We have the Bradley voiceover, an unshaven Goodweather, some alcohol and firearms as well as Fet and the return of mass slaughter merchant Mr. Quinlan. This then is the season set to deliver on the potential promised falsely all those years ago. I know that stories take time to set up, slow burn tactics are admirable and audiences like to be kept on tender hooks but come on. Preacher managed to be self-contained, hit the ground running and keep up the pace.
Now there will be those that say Preacher and The Strain are worlds apart. One is a seminal story of good and evil set over several volumes which stands as a benchmark for graphic novelisation. While the other represents another successful enterprise from visionary writer, director and all round Renaissance man Mr. del Toro. But the fact that pacing was never an issue with the former, while its latter companion was nearly crippled by turgid heel dragging remains a talking point. If only because this third go round has started out so well.
There are factions within the faction, moral and parental decisions that will definitely unsettle the balance of things. And all this within the first forty minutes and change. Stoll remains engaging as Goodweather, Bradley the backbone alongside Durand, while Sammel is clearly enjoying his return as sidekick supremo to ‘The Master’. This time round it is all about character choices, ramifications after the fact and that all important wider impact. Now more than ever would be a good time to pick up the three volume boxset and gorge on detail. Game of Thrones was both enriching and infuriating for lovers of those books, but they could never say such an investment was a waste of time.

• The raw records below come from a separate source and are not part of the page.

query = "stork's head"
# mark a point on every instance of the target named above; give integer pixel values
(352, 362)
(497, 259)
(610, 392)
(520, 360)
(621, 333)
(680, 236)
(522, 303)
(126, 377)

In the weeks to come The Strain promises to layer intrigue upon intrigue whilst keeping those keen for bloodlust equally happy. Within these constraints there now exists a tangible world of recognisable peril worth tuning in for. For fans of Crimson Peak, Pan’s Labyrinth and dare I say it Pacific Rim, this remains a tangent worth pursuing. Do yourself a favour and pull up a pew, while people get busy fighting over a Lumen.